Abstract

Follicular mucinosis is characterized histologically by mucinous degeneration of the follicular outer root sheaths and sebaceous glands with an inflammatory infiltrate composed of lymphocytes, histiocytes, and eosinophils. Clinically it presents as erythematous, scaly, and infiltrated plaques with follicular prominence, acneiform lesions, or focal alopecia (alopecia mucinosa). The disorder may be considered as primary follicular mucinosis, an uncommon benign idiopathic form of the disease affecting younger patients with fewer lesions, usually situated on the head and neck. Secondary follicular mucinosis occurs in older patients with more generalized lesions and a chronic course associated with other disorders, particularly cutaneous T-cell lymphoma (15–30% of cases) and folliculotropic mycosis fungoides.

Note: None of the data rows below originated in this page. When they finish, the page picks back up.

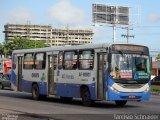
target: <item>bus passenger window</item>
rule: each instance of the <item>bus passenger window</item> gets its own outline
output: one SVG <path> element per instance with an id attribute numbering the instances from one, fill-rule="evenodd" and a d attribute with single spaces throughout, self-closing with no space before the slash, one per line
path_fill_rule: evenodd
<path id="1" fill-rule="evenodd" d="M 33 53 L 24 54 L 23 68 L 33 69 L 33 65 L 34 65 Z"/>
<path id="2" fill-rule="evenodd" d="M 64 69 L 77 68 L 77 52 L 69 51 L 64 53 Z"/>
<path id="3" fill-rule="evenodd" d="M 59 52 L 58 54 L 58 69 L 63 68 L 63 52 Z"/>
<path id="4" fill-rule="evenodd" d="M 35 54 L 35 69 L 45 69 L 46 66 L 46 54 L 36 53 Z"/>
<path id="5" fill-rule="evenodd" d="M 79 69 L 93 69 L 94 51 L 79 51 Z"/>

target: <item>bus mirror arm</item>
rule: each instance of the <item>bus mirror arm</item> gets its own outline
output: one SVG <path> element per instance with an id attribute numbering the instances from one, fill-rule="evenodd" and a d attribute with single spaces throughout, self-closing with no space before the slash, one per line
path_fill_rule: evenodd
<path id="1" fill-rule="evenodd" d="M 111 62 L 111 53 L 108 54 L 107 61 L 108 61 L 109 63 Z"/>
<path id="2" fill-rule="evenodd" d="M 149 57 L 150 59 L 150 70 L 152 70 L 152 57 Z"/>

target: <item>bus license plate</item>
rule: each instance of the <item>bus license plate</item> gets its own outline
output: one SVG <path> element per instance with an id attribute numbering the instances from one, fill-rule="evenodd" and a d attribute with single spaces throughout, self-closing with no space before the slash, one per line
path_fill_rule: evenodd
<path id="1" fill-rule="evenodd" d="M 135 95 L 129 95 L 128 98 L 129 99 L 134 99 L 134 98 L 136 98 L 136 96 Z"/>

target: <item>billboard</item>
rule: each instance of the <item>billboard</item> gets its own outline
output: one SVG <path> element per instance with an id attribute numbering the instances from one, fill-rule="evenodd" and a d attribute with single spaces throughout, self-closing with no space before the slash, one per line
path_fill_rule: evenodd
<path id="1" fill-rule="evenodd" d="M 129 7 L 92 4 L 93 23 L 129 24 Z"/>

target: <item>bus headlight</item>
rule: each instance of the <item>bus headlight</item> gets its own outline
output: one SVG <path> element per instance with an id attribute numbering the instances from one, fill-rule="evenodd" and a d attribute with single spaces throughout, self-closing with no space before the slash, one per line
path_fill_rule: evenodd
<path id="1" fill-rule="evenodd" d="M 145 93 L 148 92 L 148 91 L 149 91 L 149 87 L 147 87 L 147 88 L 144 90 Z"/>
<path id="2" fill-rule="evenodd" d="M 119 90 L 117 90 L 115 87 L 113 86 L 110 86 L 110 89 L 113 91 L 113 92 L 116 92 L 116 93 L 119 93 Z"/>

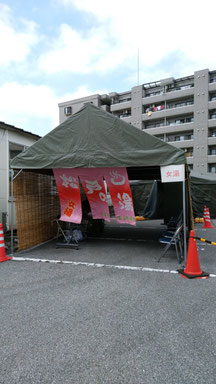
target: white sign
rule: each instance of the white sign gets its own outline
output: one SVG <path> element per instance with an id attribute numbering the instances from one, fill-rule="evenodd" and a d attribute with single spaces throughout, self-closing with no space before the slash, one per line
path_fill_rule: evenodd
<path id="1" fill-rule="evenodd" d="M 181 165 L 168 165 L 167 167 L 160 167 L 162 183 L 175 183 L 177 181 L 184 181 L 185 179 L 185 166 Z"/>

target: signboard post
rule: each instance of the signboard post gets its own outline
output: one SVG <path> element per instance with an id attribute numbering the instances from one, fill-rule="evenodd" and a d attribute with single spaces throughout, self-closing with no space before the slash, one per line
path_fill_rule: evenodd
<path id="1" fill-rule="evenodd" d="M 186 242 L 186 201 L 185 201 L 185 165 L 168 165 L 161 167 L 162 183 L 182 182 L 182 201 L 183 201 L 183 231 L 184 231 L 184 261 L 187 258 Z"/>

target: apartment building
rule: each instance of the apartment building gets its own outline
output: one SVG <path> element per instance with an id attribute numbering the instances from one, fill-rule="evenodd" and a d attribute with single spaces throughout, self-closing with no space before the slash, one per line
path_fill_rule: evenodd
<path id="1" fill-rule="evenodd" d="M 0 222 L 5 229 L 11 225 L 10 160 L 38 139 L 40 136 L 34 133 L 0 122 Z"/>
<path id="2" fill-rule="evenodd" d="M 216 173 L 216 71 L 203 69 L 59 104 L 60 123 L 93 103 L 129 124 L 185 151 L 190 169 Z"/>

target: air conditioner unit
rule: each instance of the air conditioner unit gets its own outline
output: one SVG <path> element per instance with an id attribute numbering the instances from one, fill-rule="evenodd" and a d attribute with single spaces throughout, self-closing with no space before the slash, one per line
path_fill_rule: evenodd
<path id="1" fill-rule="evenodd" d="M 66 116 L 70 116 L 70 115 L 72 115 L 72 107 L 65 107 L 65 108 L 64 108 L 64 114 L 65 114 Z"/>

No single clinical or histologic feature predicts a benign course, although an isolated patch in the head and neck region is more likely to be primary follicular mucinosis. Follicular mucinosis associated with hematological malignancies tends (not invariably) to be associated with age over 30 years, a wider distribution of lesions, and systemic features such as night sweats, weight loss, or lymphadenopathy. There are also increasing reports of drug-induced follicular mucinosis. There is no standard therapy, and because spontaneous resolution occurs in the benign forms, observation alone is certainly justified, particularly in the younger patient with limited disease. However, the need for follow-up and evaluation to exclude lymphoma must be emphasized. Follicular mucinosis associated with mycosis fungoides, medications, or other neoplastic or inflammatory disorders is managed by treating the underlying associated condition.